The Anuenue station was given some opaka and had the same popeye problems, but less so in net pens than in tanks, Kelley said. "If we can solve that one, we feel we can make some headway."
Kelley uses two privately owned boats, the Hookupu and Searcher, and the Hawaii Undersea Research Laboratory's submersible Pisces V for his program.
Besides collecting fish, he's surveying bottomfish sites and gathering ecological and habitat data for use by the DLNR's Aquatic Resources Division in managing the troubled fishery.
He has explored sites off Maui and Kauai and left Friday in the Searcher to work several weeks off the Big Island.
He is planning six submersible dives next year in the Palolo Channel between Molokai and Maui.
Kelley is looking for nursery areas and information on what fish live at various deep ocean sites, what they're feeding on and what fish are interacting with them.
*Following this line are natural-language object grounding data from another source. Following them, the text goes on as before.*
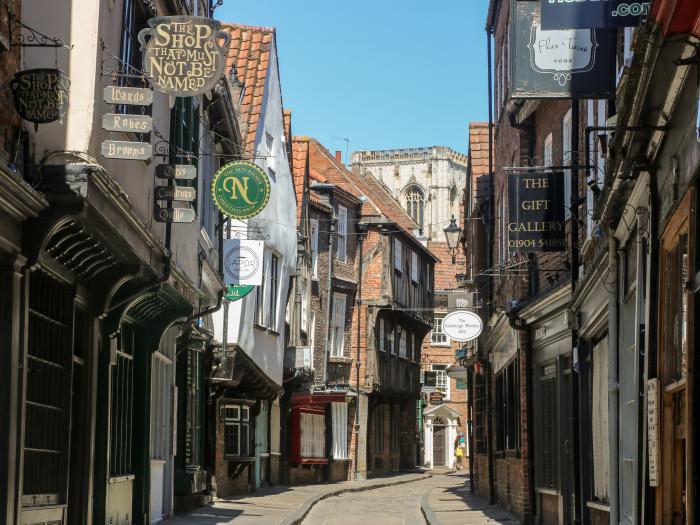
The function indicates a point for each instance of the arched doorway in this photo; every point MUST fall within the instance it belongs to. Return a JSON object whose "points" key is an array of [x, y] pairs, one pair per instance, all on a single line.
{"points": [[439, 452]]}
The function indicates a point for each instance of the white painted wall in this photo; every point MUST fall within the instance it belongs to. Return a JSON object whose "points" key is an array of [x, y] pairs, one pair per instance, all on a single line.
{"points": [[278, 220]]}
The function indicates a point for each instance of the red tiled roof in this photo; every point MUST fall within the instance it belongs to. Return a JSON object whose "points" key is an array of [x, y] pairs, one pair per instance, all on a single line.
{"points": [[300, 163], [249, 53]]}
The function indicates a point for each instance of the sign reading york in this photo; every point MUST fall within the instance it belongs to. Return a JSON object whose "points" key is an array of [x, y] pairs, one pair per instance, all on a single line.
{"points": [[182, 55]]}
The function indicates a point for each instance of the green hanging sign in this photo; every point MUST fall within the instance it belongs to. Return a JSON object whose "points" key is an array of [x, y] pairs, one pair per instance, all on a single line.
{"points": [[234, 292], [240, 190]]}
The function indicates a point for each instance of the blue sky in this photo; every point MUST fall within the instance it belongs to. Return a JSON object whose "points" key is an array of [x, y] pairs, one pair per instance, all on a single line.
{"points": [[383, 73]]}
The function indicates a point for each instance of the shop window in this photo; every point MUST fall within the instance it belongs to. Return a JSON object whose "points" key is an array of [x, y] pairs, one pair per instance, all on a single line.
{"points": [[442, 382], [339, 417], [599, 420], [236, 430], [507, 409], [437, 336]]}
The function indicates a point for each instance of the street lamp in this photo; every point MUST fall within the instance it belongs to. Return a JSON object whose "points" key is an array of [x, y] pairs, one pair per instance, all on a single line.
{"points": [[452, 233]]}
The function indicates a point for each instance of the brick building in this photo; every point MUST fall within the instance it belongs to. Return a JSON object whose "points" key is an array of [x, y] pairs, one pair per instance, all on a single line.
{"points": [[364, 298]]}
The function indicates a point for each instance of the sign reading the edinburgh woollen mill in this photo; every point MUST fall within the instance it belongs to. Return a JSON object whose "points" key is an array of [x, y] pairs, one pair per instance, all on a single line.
{"points": [[182, 56], [536, 211], [41, 95], [240, 190], [583, 14], [564, 63]]}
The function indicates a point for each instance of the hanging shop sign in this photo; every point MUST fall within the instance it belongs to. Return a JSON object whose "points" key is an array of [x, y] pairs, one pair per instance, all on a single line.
{"points": [[40, 95], [124, 149], [243, 262], [536, 211], [585, 14], [240, 190], [128, 96], [234, 292], [564, 63], [176, 193], [176, 171], [179, 215], [127, 123], [183, 55], [435, 398], [462, 325]]}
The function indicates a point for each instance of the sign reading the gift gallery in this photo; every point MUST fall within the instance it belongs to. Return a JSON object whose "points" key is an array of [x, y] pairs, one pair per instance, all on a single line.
{"points": [[536, 211], [234, 292], [563, 63], [124, 149], [40, 95], [243, 262], [183, 56], [585, 14], [240, 190]]}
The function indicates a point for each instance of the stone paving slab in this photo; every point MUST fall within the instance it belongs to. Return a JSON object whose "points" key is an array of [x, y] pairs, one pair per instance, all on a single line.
{"points": [[281, 505], [450, 503]]}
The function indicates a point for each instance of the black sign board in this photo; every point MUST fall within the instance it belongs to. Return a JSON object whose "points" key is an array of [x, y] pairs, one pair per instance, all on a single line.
{"points": [[563, 63], [41, 95], [585, 14], [176, 193], [183, 56], [536, 211], [174, 214], [176, 171]]}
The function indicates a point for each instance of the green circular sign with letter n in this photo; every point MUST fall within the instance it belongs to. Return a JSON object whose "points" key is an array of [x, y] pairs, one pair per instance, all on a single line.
{"points": [[240, 190]]}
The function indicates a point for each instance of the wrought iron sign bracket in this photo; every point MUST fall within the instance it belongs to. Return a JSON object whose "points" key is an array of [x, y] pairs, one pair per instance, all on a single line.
{"points": [[30, 37]]}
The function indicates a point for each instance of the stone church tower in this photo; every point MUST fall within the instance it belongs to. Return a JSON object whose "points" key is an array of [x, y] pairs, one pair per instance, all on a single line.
{"points": [[428, 182]]}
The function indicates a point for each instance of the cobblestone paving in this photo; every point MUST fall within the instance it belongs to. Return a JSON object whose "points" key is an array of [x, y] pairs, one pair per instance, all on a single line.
{"points": [[397, 505]]}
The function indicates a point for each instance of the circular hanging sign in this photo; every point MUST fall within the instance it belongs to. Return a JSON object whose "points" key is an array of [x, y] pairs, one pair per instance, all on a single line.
{"points": [[462, 325], [234, 292], [182, 55], [240, 190], [41, 95]]}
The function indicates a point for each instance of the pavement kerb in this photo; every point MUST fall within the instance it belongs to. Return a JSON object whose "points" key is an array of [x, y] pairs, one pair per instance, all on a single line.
{"points": [[427, 511], [298, 516]]}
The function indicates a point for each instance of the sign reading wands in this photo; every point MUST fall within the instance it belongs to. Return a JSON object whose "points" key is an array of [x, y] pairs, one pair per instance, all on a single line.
{"points": [[240, 190], [182, 55], [536, 211]]}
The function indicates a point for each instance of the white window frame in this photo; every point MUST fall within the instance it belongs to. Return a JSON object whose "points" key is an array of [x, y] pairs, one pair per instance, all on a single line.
{"points": [[567, 148], [342, 234], [338, 333], [398, 261], [339, 418], [442, 380], [314, 247], [437, 335]]}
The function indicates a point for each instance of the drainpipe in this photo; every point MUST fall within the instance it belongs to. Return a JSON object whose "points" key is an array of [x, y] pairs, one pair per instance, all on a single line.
{"points": [[613, 421], [329, 296], [360, 240]]}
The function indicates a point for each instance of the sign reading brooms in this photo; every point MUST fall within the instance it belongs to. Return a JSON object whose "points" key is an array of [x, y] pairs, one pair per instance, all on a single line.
{"points": [[240, 190], [182, 55]]}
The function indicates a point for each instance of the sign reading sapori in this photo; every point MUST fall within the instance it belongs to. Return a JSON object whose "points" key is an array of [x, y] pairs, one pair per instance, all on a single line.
{"points": [[182, 55]]}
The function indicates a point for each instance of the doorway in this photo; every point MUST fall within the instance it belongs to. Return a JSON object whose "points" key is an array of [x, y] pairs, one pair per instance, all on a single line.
{"points": [[439, 432]]}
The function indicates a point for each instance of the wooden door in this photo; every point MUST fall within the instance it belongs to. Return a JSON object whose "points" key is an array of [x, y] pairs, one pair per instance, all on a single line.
{"points": [[439, 446], [675, 366]]}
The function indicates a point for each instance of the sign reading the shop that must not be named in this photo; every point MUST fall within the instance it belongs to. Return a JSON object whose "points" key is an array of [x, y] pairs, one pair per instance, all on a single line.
{"points": [[536, 211]]}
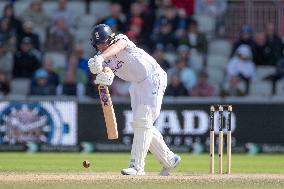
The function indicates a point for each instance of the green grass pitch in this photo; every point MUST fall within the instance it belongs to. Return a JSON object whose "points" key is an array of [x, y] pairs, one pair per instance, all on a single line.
{"points": [[65, 170]]}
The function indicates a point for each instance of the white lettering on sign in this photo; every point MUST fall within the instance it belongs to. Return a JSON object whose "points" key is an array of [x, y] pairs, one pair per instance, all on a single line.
{"points": [[195, 122]]}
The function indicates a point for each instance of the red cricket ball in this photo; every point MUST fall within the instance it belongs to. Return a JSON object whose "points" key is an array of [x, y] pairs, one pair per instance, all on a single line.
{"points": [[86, 163]]}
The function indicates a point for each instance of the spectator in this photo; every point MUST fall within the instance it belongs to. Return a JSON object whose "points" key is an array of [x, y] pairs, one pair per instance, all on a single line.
{"points": [[63, 12], [165, 35], [263, 52], [202, 88], [4, 84], [8, 12], [186, 74], [73, 80], [176, 87], [242, 65], [119, 87], [53, 78], [35, 14], [6, 60], [112, 23], [195, 39], [215, 9], [7, 34], [183, 52], [28, 32], [135, 31], [59, 37], [277, 75], [232, 87], [245, 38], [159, 55], [82, 62], [26, 61], [42, 86], [187, 5], [116, 16], [274, 42]]}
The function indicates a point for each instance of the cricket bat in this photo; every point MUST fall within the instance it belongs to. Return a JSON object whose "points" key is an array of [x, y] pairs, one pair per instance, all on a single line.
{"points": [[109, 115]]}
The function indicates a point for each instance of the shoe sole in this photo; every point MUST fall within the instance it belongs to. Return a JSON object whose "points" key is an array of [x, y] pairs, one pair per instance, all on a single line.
{"points": [[167, 173], [124, 173]]}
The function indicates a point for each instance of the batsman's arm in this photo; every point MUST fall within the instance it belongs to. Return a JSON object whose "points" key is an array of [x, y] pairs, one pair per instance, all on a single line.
{"points": [[114, 49]]}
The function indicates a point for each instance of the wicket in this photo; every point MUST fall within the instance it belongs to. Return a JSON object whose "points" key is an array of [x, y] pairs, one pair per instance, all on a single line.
{"points": [[220, 141]]}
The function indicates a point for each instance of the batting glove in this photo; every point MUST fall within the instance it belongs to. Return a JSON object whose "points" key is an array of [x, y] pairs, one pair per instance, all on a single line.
{"points": [[96, 64], [105, 78]]}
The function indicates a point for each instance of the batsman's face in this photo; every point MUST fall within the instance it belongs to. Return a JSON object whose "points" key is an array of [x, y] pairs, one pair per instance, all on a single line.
{"points": [[102, 47]]}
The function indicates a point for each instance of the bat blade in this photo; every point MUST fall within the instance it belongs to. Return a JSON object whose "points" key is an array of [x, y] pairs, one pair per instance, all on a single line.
{"points": [[109, 115]]}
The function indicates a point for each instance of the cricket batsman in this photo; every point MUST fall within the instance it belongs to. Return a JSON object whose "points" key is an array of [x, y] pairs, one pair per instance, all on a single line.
{"points": [[148, 84]]}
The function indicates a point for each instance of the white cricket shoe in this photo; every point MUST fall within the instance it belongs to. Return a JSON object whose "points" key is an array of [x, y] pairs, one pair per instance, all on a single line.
{"points": [[166, 171], [132, 171]]}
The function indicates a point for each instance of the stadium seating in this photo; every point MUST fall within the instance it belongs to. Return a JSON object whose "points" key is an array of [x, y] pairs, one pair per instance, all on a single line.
{"points": [[263, 71], [217, 61], [262, 88], [59, 59], [206, 24], [220, 47], [20, 86]]}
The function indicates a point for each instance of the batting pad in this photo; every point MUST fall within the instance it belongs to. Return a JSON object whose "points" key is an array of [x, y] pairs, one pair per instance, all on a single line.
{"points": [[142, 128], [160, 150]]}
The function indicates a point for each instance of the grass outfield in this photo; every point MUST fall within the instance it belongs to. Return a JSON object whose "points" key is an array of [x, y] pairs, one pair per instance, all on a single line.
{"points": [[65, 170]]}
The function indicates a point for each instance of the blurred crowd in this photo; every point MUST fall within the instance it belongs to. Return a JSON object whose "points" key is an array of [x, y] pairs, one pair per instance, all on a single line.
{"points": [[44, 53]]}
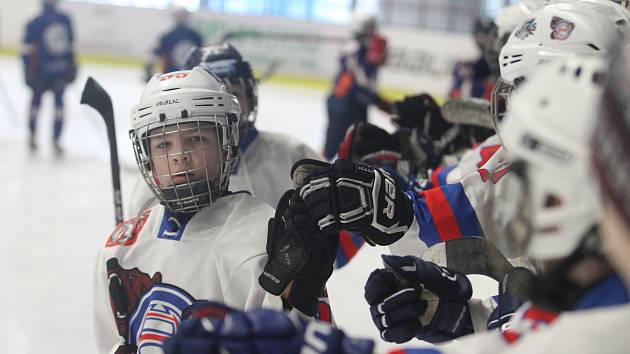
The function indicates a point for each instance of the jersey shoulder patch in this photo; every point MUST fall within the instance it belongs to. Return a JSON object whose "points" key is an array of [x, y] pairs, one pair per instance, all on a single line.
{"points": [[126, 233]]}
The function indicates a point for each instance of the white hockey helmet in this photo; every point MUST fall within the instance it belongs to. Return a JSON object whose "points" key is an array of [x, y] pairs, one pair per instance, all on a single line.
{"points": [[185, 138], [563, 29], [547, 136]]}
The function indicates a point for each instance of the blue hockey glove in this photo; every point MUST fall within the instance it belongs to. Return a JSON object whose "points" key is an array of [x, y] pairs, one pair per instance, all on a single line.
{"points": [[354, 197], [413, 298], [198, 332], [265, 331]]}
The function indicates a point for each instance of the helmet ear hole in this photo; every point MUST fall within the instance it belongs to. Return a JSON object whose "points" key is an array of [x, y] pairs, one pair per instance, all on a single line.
{"points": [[194, 122]]}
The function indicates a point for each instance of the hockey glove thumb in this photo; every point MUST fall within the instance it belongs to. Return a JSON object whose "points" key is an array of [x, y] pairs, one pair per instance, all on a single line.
{"points": [[354, 197], [298, 254], [414, 298]]}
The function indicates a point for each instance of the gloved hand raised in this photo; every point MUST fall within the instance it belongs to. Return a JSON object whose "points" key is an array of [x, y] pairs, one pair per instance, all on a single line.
{"points": [[265, 331], [413, 298], [299, 254], [354, 197]]}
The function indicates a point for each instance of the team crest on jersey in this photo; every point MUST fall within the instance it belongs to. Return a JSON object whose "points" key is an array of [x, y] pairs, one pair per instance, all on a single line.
{"points": [[146, 310], [158, 316], [127, 233], [527, 29], [560, 28]]}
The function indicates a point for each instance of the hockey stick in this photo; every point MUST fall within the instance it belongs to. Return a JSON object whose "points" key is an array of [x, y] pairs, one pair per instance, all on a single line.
{"points": [[470, 111], [470, 255], [96, 97]]}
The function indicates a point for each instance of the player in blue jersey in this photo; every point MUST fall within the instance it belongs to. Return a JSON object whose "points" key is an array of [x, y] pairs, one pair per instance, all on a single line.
{"points": [[174, 46], [49, 64]]}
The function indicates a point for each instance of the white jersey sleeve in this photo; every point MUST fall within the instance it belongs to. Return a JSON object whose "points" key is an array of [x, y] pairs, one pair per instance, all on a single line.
{"points": [[153, 267], [592, 331], [263, 171]]}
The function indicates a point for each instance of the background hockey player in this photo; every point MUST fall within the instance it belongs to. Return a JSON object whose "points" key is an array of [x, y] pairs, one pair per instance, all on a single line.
{"points": [[202, 242], [265, 157], [49, 65], [476, 78], [355, 84], [173, 47], [572, 221]]}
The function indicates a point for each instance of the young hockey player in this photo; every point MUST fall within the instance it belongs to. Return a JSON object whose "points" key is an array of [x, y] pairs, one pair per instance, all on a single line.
{"points": [[202, 242], [49, 65], [354, 89], [174, 46], [560, 226]]}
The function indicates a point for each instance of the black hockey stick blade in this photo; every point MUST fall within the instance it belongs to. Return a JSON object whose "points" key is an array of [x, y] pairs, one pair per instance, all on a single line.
{"points": [[469, 111], [470, 255], [95, 96]]}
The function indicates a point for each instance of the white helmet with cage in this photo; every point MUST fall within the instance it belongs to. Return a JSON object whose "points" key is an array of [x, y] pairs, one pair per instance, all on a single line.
{"points": [[185, 138], [547, 136], [559, 30]]}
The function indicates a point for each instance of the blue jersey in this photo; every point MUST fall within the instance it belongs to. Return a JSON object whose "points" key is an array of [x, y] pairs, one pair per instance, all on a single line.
{"points": [[174, 47], [48, 45]]}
"There are still a lot of problems we have to overcome," he said. "Say we get fertilized eggs. Then what? We have to figure out how to incubate and hatch them and raise them up to a size we could potentially release.
"The main thing is we're a little further along in possibly acquiring a tool for producing small fish for release."
If they could produce several thousand juveniles, the fish could be tagged and released to learn about their movement patterns, Kelley said.
"That may be one of the biggest advances if we succeed. We could learn a lot about the fish."